I'm trying to scrape the links from the careers page on a college website, and I am getting this error.
urllib.error.HTTPError: HTTP Error 302: The HTTP server returned a redirect error that would lead to an infinite loop. The last 30x error message was: Moved Temporarily
I think this is because the site has a session cookie. After doing a bit of reading, there seems to be many ways to get around this (Requests, http.cookiejar, Selenium/PhantomJs), but I don't know how to incorporate these solutions into my scraping program.
This is my scraping program. It's written in Python 3.6 with BeautifulSoup4.

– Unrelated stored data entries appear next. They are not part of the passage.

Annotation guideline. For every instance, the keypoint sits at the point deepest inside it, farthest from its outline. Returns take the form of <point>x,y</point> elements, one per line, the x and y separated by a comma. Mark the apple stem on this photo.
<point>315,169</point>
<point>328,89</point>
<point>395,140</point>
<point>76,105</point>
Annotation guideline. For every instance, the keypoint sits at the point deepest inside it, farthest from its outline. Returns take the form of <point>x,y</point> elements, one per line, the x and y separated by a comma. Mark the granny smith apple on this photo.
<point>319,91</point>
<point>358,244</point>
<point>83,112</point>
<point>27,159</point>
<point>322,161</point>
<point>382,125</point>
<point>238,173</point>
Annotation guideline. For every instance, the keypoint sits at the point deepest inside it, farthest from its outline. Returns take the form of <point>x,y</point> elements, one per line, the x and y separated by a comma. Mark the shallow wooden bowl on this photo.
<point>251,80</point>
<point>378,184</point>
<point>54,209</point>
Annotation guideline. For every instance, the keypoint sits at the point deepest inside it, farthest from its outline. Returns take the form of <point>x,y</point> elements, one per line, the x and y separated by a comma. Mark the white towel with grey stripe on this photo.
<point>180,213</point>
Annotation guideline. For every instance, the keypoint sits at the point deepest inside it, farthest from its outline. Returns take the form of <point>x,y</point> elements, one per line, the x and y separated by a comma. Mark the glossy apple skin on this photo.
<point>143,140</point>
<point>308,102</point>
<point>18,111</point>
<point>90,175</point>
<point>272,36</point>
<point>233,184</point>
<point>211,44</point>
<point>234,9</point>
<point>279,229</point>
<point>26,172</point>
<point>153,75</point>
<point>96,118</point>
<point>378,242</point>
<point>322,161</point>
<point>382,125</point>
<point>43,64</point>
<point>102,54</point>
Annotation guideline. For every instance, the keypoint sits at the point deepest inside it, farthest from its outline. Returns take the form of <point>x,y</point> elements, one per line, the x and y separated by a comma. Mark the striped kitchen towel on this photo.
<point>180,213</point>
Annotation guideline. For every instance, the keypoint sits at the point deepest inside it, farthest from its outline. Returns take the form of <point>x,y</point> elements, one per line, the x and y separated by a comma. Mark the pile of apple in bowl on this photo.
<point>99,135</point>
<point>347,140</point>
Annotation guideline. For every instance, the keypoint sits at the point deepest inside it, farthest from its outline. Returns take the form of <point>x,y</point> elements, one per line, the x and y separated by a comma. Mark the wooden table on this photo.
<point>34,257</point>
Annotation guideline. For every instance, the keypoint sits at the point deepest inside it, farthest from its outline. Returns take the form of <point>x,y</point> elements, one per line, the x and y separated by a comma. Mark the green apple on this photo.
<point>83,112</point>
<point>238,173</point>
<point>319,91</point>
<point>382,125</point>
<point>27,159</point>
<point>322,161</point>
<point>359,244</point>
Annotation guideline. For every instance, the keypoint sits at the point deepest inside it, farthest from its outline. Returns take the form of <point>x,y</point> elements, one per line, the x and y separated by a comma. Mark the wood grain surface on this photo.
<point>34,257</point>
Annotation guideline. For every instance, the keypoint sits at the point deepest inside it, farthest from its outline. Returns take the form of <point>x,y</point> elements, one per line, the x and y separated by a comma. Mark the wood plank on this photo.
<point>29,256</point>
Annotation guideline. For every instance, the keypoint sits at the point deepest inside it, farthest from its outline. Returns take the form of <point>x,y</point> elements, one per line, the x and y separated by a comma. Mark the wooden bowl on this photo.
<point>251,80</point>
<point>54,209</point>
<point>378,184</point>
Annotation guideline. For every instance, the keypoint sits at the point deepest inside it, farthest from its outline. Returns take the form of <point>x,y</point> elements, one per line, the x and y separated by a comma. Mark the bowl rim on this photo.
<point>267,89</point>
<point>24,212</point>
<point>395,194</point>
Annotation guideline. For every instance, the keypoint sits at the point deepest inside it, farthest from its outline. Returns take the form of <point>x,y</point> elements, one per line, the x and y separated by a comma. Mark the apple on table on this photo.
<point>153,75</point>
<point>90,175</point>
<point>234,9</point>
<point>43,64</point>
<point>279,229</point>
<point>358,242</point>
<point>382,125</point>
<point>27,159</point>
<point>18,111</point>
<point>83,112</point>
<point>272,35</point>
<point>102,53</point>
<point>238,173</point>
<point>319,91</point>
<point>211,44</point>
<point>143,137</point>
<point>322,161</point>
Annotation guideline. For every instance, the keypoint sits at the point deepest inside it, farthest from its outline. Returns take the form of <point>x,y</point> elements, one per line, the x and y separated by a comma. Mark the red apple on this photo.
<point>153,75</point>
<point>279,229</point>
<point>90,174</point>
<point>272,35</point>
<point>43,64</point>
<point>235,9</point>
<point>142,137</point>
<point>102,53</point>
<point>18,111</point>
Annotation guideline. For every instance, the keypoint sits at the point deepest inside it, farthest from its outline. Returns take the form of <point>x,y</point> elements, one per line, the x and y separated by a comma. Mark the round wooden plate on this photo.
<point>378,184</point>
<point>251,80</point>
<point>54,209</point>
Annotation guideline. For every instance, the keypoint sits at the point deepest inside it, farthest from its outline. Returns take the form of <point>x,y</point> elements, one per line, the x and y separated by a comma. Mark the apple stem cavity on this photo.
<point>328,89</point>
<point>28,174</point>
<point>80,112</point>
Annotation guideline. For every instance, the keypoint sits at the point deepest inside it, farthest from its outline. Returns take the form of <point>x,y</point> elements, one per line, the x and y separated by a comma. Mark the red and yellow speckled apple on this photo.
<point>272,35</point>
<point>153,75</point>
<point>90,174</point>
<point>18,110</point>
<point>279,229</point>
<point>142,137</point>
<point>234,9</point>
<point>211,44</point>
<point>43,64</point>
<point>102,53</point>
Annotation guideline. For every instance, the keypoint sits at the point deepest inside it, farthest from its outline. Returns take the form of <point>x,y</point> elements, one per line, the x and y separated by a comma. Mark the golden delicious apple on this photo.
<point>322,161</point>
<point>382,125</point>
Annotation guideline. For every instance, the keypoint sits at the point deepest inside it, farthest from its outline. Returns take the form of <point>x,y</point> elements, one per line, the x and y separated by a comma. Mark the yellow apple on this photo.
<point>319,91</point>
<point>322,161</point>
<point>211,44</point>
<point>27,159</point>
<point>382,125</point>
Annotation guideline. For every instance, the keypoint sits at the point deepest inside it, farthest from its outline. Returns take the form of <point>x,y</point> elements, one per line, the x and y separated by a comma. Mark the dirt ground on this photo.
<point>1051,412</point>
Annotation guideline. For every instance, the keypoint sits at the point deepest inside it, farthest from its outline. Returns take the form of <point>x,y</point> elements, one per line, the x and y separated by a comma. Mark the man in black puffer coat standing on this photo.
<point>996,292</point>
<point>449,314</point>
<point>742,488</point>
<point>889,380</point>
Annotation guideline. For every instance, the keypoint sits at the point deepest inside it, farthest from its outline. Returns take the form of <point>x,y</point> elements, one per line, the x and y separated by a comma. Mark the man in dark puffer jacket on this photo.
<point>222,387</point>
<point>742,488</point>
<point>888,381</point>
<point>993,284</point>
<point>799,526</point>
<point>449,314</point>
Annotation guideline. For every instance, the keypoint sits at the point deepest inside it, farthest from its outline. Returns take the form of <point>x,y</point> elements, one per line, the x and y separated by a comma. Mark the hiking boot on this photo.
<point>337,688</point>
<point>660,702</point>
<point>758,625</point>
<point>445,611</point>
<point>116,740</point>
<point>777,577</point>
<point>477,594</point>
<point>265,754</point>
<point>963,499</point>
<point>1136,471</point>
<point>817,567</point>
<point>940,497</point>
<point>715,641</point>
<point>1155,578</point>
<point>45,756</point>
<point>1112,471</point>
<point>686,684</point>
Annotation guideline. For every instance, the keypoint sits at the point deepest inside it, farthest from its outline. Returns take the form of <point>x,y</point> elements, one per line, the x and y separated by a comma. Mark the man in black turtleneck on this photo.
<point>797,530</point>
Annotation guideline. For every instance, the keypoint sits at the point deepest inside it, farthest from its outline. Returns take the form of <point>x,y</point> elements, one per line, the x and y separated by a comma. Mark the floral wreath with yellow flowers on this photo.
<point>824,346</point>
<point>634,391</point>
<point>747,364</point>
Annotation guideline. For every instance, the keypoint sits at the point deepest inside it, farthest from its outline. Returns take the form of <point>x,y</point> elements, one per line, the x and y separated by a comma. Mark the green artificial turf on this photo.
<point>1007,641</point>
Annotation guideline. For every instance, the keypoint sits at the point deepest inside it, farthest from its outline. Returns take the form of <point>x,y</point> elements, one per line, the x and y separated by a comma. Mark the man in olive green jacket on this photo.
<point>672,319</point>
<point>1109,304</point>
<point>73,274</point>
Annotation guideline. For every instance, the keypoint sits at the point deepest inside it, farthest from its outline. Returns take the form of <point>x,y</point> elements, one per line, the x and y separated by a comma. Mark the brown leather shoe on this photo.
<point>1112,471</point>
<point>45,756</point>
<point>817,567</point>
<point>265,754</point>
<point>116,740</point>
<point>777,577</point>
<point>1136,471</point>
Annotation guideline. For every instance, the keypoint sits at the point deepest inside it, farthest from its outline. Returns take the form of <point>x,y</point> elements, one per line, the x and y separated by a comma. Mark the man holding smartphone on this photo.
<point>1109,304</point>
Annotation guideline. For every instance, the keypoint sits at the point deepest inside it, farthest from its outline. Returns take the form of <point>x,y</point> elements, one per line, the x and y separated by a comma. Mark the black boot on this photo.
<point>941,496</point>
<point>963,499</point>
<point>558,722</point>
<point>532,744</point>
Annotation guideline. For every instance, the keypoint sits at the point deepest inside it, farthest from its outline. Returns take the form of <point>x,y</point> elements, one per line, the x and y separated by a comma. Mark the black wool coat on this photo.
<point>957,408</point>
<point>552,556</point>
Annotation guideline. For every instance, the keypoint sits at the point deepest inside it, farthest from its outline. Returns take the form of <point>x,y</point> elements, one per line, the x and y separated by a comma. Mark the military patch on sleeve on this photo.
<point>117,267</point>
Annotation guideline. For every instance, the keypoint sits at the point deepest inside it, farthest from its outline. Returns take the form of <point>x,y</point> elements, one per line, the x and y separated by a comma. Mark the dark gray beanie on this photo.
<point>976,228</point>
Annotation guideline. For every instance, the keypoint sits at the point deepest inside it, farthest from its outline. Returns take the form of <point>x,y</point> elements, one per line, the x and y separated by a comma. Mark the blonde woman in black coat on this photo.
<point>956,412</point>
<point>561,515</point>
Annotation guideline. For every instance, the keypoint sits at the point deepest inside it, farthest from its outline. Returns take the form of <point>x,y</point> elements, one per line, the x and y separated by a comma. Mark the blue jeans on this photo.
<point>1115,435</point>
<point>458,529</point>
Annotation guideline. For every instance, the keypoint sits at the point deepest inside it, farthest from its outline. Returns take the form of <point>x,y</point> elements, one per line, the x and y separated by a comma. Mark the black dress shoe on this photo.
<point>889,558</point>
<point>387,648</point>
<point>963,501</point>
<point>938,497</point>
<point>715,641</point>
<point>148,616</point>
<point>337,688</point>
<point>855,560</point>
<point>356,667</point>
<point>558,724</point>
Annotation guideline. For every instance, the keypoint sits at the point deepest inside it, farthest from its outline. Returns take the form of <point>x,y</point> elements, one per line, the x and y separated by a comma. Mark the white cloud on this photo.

from bs4 import BeautifulSoup
from urllib.request import urlopen
html = urlopen("https://jobs.fanshawec.ca/applicants/jsp/shared/search/SearchResults_css.jsp")
soup = BeautifulSoup(html, 'html.parser')
data = soup.select(".ft0 a")
ads = []
for i in data:
link = i.get('href')
ads.append(link)
for job in ads:
print(job)
print('')
When I clear the cookies in my browser and manually go to the page I'm trying to scrape (https://jobs.fanshawec.ca/applicants/jsp/shared/search/SearchResults_css.jsp), I'm taken to a different page. Once I have the cookie though, I can go directly to the SearchResults page that I want to scrape.
This is the cookie:
Any thoughts on how I can deal with this cookie?